FDA announced today that it has approved the CHF indication—a first for any drug in the class. According to the agency, eplerenone therapy was associated with a 15 percent reduction in the risk of death in a placebo-controlled clinical trial involving myocardial infarction survivors with CHF. A Pfizer press release noted that patients in the study received standard therapy, including beta-blockers and angiotensin-converting-enzyme inhibitors, along with eplerenone or placebo.

Revised labeling covering the CHF indication was not available at press time.

According to the product's previously approved labeling (PDF), Eplerenone is contraindicated in patients with a high potassium level, renal insufficiency, or diabetes mellitus associated with microalbuminuria or who are taking a potassium supplement or potassium-sparing diuretic.

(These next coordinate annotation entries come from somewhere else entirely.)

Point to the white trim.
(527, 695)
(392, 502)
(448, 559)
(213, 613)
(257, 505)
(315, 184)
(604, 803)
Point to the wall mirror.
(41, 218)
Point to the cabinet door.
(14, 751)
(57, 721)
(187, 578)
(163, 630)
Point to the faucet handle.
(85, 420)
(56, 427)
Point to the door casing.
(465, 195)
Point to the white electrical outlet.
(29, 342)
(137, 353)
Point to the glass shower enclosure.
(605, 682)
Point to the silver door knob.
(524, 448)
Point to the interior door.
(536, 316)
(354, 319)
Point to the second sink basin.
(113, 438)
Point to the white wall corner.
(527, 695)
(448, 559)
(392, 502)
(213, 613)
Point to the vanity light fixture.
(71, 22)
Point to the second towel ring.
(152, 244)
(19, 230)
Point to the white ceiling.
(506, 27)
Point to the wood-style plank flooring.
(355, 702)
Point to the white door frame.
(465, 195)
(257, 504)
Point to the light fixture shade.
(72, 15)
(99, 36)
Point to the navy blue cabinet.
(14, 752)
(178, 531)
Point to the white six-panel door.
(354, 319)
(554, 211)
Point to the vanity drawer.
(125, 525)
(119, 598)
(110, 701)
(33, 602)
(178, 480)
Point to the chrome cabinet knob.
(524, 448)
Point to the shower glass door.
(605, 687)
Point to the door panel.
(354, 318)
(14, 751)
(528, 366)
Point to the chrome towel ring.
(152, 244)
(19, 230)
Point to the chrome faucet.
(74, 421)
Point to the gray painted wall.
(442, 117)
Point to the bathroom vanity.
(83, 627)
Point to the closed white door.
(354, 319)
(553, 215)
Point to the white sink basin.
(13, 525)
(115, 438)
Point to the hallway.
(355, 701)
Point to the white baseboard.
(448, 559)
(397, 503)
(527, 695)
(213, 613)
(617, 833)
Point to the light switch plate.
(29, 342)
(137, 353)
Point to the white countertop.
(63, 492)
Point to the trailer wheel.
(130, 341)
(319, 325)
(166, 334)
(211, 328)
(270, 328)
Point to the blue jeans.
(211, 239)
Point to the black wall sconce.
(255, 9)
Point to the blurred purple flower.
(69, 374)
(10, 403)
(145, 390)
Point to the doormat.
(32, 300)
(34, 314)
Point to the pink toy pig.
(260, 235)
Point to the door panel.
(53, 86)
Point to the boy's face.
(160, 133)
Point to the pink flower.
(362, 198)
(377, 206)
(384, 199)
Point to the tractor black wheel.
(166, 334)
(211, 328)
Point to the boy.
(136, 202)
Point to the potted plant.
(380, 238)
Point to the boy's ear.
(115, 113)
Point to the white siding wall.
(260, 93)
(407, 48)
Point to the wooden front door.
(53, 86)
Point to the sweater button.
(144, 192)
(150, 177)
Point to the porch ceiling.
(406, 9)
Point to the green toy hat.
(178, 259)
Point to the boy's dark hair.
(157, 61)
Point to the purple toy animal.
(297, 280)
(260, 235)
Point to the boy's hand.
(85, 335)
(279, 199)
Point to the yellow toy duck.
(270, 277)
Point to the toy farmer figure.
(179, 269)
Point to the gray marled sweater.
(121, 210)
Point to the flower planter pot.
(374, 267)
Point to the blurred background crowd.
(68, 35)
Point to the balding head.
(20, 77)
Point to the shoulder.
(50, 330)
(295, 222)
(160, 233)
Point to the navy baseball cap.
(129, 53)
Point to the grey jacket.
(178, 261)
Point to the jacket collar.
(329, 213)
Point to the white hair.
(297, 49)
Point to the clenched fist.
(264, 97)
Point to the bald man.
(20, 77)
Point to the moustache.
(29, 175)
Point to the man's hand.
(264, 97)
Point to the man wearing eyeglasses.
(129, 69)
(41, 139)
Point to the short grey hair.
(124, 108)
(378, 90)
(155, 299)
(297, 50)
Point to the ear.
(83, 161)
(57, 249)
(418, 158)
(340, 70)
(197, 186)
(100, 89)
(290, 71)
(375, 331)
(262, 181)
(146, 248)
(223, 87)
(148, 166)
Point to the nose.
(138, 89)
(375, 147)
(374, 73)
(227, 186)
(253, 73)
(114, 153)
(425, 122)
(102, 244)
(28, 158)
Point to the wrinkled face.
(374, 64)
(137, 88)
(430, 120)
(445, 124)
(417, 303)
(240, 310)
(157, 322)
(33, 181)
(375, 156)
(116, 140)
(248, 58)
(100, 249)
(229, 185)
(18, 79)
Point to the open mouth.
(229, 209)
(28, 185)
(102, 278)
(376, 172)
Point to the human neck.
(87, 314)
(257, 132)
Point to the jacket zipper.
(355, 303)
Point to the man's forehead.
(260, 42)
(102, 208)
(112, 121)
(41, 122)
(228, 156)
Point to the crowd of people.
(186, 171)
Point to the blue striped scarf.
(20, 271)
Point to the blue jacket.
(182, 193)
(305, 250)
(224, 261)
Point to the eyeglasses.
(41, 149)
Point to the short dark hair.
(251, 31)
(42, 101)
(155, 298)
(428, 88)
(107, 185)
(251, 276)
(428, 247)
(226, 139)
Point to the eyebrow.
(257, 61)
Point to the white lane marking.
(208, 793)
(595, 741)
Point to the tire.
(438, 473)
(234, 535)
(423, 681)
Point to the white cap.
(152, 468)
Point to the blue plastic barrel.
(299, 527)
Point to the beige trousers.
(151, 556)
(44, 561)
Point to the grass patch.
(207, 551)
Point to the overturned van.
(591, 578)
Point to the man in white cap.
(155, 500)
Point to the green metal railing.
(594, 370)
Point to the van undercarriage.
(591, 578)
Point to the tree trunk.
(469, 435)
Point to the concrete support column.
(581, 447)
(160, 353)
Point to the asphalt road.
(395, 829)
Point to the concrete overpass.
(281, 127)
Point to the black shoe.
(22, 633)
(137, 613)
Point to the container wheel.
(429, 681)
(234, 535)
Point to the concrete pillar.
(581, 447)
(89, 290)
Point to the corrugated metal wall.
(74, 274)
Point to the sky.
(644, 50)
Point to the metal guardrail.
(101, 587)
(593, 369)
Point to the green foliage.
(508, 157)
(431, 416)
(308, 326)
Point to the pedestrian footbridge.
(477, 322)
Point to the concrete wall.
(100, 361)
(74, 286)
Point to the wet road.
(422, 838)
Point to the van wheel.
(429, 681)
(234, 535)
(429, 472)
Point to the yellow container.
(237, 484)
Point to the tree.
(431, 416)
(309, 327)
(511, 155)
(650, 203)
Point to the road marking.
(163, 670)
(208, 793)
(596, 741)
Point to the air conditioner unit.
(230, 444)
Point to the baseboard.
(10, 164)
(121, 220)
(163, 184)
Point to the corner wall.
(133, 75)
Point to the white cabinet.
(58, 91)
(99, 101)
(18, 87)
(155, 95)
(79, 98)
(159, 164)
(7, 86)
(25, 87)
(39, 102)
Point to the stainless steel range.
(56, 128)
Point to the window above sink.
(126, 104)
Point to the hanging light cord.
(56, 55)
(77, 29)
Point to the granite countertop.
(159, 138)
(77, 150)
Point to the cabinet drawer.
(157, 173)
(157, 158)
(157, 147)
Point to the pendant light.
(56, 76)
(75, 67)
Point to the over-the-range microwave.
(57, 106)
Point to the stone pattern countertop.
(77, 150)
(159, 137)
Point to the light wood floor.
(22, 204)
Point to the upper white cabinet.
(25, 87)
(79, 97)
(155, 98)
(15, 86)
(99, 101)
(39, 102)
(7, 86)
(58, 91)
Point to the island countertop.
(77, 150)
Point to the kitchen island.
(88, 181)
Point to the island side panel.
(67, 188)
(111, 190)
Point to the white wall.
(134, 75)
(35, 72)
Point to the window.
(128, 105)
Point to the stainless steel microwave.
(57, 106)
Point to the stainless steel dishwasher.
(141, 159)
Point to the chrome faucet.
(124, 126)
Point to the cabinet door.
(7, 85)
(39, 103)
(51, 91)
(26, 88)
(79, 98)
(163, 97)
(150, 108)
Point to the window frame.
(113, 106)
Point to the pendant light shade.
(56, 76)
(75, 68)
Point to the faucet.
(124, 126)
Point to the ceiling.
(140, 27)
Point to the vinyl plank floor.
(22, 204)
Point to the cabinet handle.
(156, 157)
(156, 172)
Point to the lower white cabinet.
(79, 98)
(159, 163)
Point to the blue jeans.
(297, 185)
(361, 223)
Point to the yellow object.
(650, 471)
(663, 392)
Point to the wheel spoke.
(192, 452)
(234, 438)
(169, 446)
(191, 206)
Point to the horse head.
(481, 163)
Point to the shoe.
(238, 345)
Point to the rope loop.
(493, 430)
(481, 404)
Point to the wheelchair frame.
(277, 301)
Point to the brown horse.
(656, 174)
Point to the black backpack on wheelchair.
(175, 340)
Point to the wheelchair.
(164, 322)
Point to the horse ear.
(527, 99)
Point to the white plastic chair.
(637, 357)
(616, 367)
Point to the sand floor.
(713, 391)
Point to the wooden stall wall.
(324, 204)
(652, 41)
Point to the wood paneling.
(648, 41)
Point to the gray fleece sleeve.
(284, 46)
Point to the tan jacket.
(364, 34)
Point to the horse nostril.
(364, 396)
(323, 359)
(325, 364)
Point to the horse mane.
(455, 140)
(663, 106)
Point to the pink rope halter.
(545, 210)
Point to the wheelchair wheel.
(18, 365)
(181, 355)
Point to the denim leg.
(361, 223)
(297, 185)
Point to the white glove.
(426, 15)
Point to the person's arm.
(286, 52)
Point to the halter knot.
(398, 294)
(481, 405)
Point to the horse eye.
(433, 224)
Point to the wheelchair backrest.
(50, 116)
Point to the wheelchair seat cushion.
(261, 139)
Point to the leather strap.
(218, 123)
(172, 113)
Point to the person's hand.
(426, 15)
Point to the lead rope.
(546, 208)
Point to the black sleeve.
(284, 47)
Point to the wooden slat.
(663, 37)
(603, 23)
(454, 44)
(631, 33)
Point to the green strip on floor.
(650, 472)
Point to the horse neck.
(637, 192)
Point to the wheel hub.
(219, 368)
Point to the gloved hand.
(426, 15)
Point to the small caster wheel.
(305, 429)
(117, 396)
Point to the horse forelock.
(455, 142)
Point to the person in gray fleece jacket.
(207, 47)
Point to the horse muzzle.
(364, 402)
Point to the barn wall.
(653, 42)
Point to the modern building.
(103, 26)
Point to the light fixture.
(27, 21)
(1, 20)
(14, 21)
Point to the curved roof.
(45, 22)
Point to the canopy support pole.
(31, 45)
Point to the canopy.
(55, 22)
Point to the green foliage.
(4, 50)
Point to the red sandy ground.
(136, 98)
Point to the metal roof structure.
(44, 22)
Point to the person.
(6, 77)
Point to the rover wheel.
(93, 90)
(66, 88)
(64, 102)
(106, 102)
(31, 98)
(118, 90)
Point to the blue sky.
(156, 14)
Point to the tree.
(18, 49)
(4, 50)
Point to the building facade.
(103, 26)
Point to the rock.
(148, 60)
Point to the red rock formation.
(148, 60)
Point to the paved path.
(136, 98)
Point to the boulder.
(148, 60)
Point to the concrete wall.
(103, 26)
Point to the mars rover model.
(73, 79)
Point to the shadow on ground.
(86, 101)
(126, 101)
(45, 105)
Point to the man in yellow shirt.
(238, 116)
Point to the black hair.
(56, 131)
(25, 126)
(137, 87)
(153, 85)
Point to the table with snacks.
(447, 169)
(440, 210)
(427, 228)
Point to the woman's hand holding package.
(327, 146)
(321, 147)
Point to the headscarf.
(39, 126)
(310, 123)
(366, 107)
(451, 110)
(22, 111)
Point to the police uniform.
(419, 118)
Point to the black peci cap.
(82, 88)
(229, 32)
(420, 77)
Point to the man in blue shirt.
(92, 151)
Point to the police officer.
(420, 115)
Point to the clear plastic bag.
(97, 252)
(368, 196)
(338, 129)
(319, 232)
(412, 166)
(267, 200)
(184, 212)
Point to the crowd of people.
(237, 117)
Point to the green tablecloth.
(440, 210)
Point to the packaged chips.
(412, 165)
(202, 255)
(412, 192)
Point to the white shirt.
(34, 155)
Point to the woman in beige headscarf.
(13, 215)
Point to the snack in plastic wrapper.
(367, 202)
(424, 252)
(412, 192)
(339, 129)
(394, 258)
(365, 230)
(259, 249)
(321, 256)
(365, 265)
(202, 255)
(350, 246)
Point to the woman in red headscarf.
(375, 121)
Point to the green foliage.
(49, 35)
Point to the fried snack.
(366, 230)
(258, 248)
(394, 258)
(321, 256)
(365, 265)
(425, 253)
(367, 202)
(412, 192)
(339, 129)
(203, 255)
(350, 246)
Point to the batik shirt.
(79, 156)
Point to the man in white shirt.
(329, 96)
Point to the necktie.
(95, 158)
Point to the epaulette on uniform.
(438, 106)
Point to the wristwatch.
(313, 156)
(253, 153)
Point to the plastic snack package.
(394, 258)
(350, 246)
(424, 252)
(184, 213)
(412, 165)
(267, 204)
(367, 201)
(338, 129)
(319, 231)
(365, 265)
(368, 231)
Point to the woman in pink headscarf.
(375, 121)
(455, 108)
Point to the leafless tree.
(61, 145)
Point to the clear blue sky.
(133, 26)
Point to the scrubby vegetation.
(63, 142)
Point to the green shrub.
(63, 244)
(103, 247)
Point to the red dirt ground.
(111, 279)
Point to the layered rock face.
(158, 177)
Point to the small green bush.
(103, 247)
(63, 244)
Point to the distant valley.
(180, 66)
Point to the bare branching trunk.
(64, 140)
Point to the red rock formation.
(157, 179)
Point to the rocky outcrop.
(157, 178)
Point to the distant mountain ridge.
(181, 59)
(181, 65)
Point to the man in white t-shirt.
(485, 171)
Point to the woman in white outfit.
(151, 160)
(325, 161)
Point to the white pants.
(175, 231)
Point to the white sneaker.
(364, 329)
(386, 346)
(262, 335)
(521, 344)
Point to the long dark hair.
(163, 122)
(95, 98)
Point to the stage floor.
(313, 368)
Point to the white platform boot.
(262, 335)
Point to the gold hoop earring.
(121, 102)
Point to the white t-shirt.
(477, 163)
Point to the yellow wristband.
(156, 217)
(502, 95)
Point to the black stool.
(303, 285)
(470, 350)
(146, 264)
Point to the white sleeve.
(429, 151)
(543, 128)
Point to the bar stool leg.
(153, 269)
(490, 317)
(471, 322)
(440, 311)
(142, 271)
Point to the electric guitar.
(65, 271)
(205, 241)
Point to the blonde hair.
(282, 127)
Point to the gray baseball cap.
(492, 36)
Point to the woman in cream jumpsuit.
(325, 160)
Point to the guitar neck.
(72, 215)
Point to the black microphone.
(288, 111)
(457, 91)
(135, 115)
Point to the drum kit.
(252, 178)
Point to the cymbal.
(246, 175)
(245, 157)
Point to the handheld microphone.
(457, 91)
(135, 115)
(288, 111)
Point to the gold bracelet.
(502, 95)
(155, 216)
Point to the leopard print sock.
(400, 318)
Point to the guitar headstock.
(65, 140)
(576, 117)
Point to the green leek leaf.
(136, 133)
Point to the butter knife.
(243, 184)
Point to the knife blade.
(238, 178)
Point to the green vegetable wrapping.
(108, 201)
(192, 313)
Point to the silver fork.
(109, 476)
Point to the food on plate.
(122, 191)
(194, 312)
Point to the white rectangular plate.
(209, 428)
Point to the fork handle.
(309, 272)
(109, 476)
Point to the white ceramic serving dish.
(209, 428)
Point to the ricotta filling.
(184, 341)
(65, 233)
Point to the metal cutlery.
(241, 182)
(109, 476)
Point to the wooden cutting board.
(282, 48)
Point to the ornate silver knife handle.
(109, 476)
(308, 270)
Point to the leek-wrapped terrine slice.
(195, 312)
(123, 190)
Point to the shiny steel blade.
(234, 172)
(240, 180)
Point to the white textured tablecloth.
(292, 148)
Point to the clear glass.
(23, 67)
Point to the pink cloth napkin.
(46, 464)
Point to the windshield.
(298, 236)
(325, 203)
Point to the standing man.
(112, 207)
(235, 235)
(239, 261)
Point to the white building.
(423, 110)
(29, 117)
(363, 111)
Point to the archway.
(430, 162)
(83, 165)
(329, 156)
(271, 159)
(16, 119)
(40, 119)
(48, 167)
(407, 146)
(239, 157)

The previously approved labeling states that eplerenone will be available in 25-, 50-, and 100-mg tablets in 30- and 90-count bottles and in unit dose packages. The recommended starting dosage for the hypertension indication is 50 mg once daily, taken alone or with other antihypertensive medications.

Pfizer announced that it will make eplerenone available to patients with CHF next month through an "Early Access" program. The company expects the product to be available in pharmacies in December.